The energy efficiency project implemented last year ― which added LED lights and controls, and refrigeration upgrades, among other things ― is set to save the district $276,000 at the current market rate.
The district also is set to save $50,000 by reducing some services and $235,000 by reducing requests for staff, supplies, materials and equipment.
The special education supervisor is a position that Giard defended, adding it to the budget based on the district’s need. He explained that 18% of students require special needs services, the second highest rate in the region, but it is the only district not to have someone in this position.
The therapeutic day program at the high school is made up of 19 students that totaled 942 therapeutic interactions in the last year, and 59 of these were urgent. 80% of students saw an improvement in GPA, 67% saw a reduction in absences, and there was a 20% decrease in discipline from staff, according to Giard’s presentation.
“I’ve said it in probably 10 different ways already ― I don’t believe this a time to reduce services to our students,” Giard said.
The proposal calls for the elimination of 6.5 full-time positions but also calls for 6.5 new full-time positions.
A talented and gifted instructor, half a position, from the elementary schools will be lost due to reduction in services. Two teacher positions, one math and one science, will be eliminated due to enrollment ― which has slowly declined ― and loss of COVID funds. Loss of COVID funds also account for the losses of a math intervention teacher at the elementary schools, two academic intervention tutors and a speech-language pathologist assistant.
The new positions include a teacher at Great Neck Elementary and a teacher for English learners ― one of the fastest growing demographics of students ― due to enrollment. Enrollment at Quaker Hill requires an additional special education autism teacher. Another kindergarten teacher will be added as well as a speech-language pathologist. The special services supervisor will be 33% funded by COVID Relief funds and half a position for a elementary math interventionist.

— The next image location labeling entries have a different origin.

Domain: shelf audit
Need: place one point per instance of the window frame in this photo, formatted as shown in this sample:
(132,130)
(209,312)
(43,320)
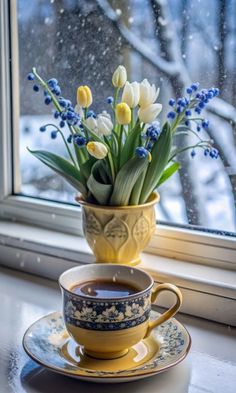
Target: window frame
(172,242)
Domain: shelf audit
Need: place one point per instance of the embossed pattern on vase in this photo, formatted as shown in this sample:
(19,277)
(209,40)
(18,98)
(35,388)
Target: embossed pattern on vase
(116,235)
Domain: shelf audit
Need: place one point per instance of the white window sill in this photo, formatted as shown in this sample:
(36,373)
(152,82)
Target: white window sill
(209,292)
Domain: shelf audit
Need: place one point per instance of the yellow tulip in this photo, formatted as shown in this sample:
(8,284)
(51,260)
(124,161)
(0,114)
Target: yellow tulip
(119,77)
(123,113)
(97,150)
(84,96)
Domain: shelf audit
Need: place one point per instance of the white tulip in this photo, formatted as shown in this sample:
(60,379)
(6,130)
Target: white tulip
(78,109)
(119,77)
(131,94)
(97,150)
(148,93)
(92,123)
(149,113)
(104,124)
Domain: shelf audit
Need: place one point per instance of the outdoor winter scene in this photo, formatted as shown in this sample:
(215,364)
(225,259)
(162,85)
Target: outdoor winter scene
(173,43)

“This budget will allow us to continue to recover from the pandemic but, more importantly, will allow our students to recover,” Giard said.

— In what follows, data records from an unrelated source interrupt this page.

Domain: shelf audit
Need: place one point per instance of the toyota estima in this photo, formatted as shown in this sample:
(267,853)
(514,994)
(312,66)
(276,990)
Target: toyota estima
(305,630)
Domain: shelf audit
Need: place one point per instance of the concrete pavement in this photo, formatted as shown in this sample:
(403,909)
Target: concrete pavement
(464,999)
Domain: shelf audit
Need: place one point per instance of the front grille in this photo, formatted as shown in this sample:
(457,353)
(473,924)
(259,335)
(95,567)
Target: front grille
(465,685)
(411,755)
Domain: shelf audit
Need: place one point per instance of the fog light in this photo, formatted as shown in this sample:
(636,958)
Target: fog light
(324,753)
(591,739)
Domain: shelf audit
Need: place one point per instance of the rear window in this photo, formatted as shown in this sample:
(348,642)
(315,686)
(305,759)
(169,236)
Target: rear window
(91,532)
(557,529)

On Thursday, Giard provided an executive summary of the proposal, with more time for the board and public to ask questions.

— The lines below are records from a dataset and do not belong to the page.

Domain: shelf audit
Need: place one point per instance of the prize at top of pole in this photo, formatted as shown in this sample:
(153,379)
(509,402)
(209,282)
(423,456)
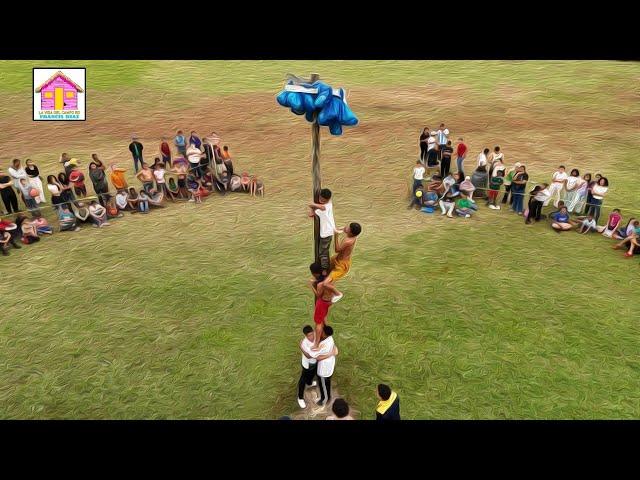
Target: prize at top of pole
(306,97)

One topic of discussion was the $500,000 allotted for the new textbooks under the state mandate.
Giard explained that because it is a state requirement and the school does not yet have an answer on its waiver, he felt it was his responsibility to include the line item in his proposal.
While resident Ron Fedor said he had a “sense of outrage” over the lack of autonomy over the curriculum, as districts have to choose from seven different programs designated by the state, Giard explained that it is more of an implementation problem than legislative.
Giard said that the bill, known as the Right to Read Act and passed in the spring of 2021, was designed to get all students reading at grade level by third grade. The districts allowed teachers to review the various curriculum and provide input.
Another topic of conversation was the $142,000 budgeted for Chromebook replacement.
Director of Information Technology Mark Geer explained that, since the district began assigning Chromebooks to every student, they are returned and serviced the same way teacher’s laptops are. The Chromebooks tend to last five years before their software is no longer compatible with the school curriculum, though Geer said that time frame is slowly expanding. The district is in its first year of the program.
The line item accounts for 400 new Chromebooks and funds for licensing.
The board will take final action on the budget on Feb. 23 and then turn it over to the town’s finance office on Feb. 27.